Can you afford to live in Calgary

If you’re trying to pick between Toronto, Vancouver and Calgary, go with the third option
March 17, 2017, 2:07pm

Over the last decade or so, Calgary has seen a significant spike in its population. Flanked by the Canadian Rockies and fueled by Alberta’s oil sands, Calgary has grown by 360,000 people since 2007, making it one of the fastest growing cities in Canada.

But what’s more interesting, is the demographic of people that have moved into Calgary — it is in fact, a very young city, with a median age of 36, meaning half the population is under 36, and half the population is over 36. Immigration into Calgary has been driven by young adults in their 20s and 30s seeking jobs related to the oil sector. This level of growth has unsurprisingly been accompanied by a rise in the cost of living.


When it comes to cost of living, Calgary is more expensive than cities like Montreal and Winnipeg, but cheaper than Toronto and Vancouver. Here’s what living in Calgary looks like to your bank account:

A couple of things stand out here. First of all, Alberta has some of the lowest personal tax brackets in the country. On an income of $45,000, your annual take home pay is just over $35,000 in Calgary, and $33,000 in Montreal (Quebec is the province with the highest personal tax in Canada).

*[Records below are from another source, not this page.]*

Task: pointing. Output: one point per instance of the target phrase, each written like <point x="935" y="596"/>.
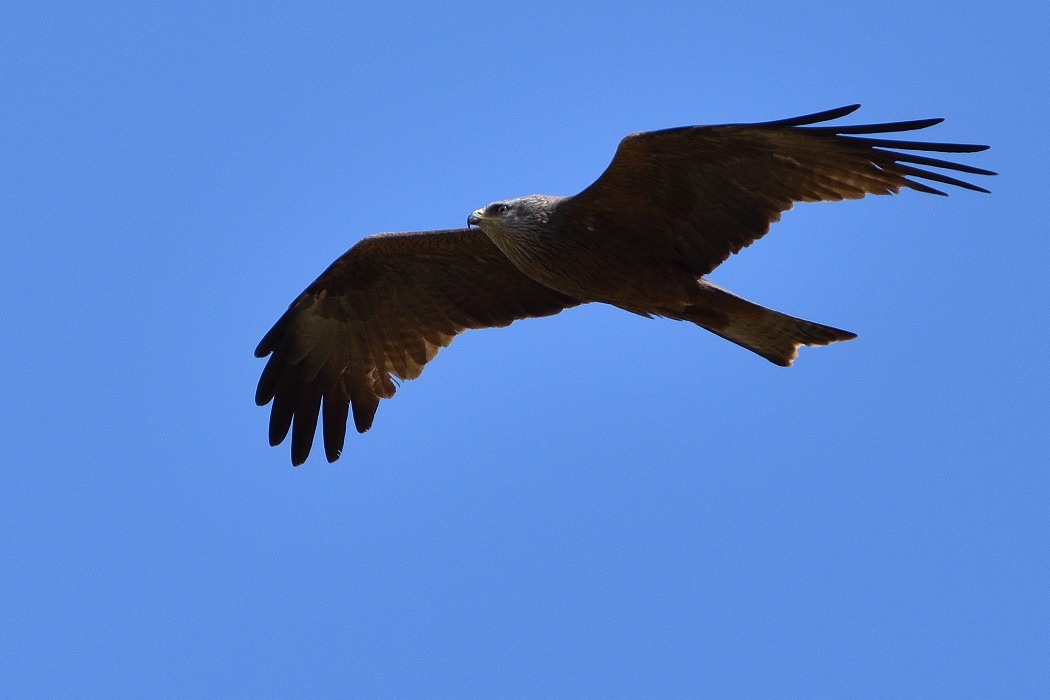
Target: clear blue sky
<point x="592" y="505"/>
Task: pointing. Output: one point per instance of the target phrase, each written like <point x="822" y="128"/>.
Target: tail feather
<point x="771" y="334"/>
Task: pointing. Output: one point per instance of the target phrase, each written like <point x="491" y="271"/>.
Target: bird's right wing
<point x="382" y="311"/>
<point x="695" y="195"/>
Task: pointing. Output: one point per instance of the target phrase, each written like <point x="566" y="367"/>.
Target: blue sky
<point x="591" y="505"/>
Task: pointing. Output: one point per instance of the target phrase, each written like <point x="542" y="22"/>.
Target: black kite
<point x="670" y="208"/>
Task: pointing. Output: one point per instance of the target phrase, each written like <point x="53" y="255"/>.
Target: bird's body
<point x="670" y="208"/>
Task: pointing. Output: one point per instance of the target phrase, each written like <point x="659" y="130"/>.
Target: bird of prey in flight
<point x="670" y="208"/>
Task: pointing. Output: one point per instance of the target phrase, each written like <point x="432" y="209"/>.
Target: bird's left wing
<point x="382" y="311"/>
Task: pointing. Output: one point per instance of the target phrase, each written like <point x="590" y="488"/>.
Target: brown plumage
<point x="670" y="208"/>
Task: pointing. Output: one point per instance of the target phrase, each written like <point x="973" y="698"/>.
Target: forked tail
<point x="771" y="334"/>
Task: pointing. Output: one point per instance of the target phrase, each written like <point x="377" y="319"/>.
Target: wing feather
<point x="379" y="313"/>
<point x="695" y="195"/>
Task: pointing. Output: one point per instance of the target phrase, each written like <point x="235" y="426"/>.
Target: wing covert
<point x="699" y="194"/>
<point x="382" y="311"/>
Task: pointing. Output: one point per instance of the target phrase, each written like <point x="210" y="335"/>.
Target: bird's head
<point x="522" y="213"/>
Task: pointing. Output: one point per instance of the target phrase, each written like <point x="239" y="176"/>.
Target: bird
<point x="671" y="207"/>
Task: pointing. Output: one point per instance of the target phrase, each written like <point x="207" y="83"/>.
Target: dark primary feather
<point x="701" y="193"/>
<point x="671" y="206"/>
<point x="382" y="311"/>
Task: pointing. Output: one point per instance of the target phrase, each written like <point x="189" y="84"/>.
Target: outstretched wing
<point x="383" y="310"/>
<point x="698" y="194"/>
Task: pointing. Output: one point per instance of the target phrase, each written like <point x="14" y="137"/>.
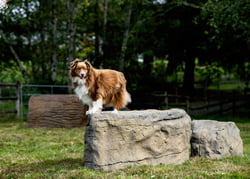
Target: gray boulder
<point x="213" y="139"/>
<point x="130" y="138"/>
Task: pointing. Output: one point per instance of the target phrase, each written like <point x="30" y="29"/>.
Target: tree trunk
<point x="188" y="83"/>
<point x="97" y="30"/>
<point x="16" y="57"/>
<point x="125" y="37"/>
<point x="54" y="41"/>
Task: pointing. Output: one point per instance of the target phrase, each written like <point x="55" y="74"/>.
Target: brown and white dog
<point x="98" y="88"/>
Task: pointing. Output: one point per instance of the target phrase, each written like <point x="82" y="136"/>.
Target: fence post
<point x="18" y="99"/>
<point x="187" y="104"/>
<point x="234" y="102"/>
<point x="166" y="99"/>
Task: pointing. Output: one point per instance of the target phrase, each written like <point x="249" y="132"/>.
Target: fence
<point x="28" y="90"/>
<point x="11" y="98"/>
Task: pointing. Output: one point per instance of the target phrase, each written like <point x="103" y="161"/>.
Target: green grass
<point x="58" y="153"/>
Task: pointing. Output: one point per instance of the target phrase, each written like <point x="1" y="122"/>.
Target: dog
<point x="98" y="88"/>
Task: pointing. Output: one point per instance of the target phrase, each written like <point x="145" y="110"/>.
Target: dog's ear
<point x="73" y="64"/>
<point x="89" y="66"/>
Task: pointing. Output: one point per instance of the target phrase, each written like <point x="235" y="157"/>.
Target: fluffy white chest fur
<point x="83" y="94"/>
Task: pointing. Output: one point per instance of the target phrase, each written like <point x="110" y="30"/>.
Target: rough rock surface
<point x="55" y="111"/>
<point x="214" y="139"/>
<point x="128" y="138"/>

Second, Calgary is a boom-bust city. That essentially means that unemployment and economic growth in the city is very much governed by oil prices. Alberta is now entering the third year of it’s oil recession, and according to data from Statistics Canada, from December 2014 to April 2016, the province saw 3853 jobs lost in oil and gas extraction, and a further 29,196 jobs in sectors that support the oil and gas industry.

This latter number is most relevant to Calgary as it is the headquarters for many of Canada’s big oil and gas companies, which means employment is focused on service sector jobs related to the oil sector.

Calgary’s bleak job situation over the last few years has led to a rise in home vacancy rates. As more people leave the city to either move back in with their families, or move out of the province altogether, the number of units available for rent on the market has steadily climbed. As of November 2016, Calgary’s vacancy rate was at a 25-year high, pushing rent prices down.

According to data from the Canada Mortgage and Housing Corporation, a two-bedroom was renting for almost $1400 in October 2015 — now, it’s not hard to find a two-bedroom in the $1100 to $1200 price range. If you’re in a job that isn’t dependent on the ups and downs of the oil sector (say, a government job), Calgary is actually a pretty affordable city to live in. Rents aren’t preposterous like they are in Toronto and Vancouver, and for that matter, owning a house isn’t out of reach for many Calgarians. Not to mention the fact that you’ll probably wake up to a pretty incredible view every morning, whatever part of the city you live in.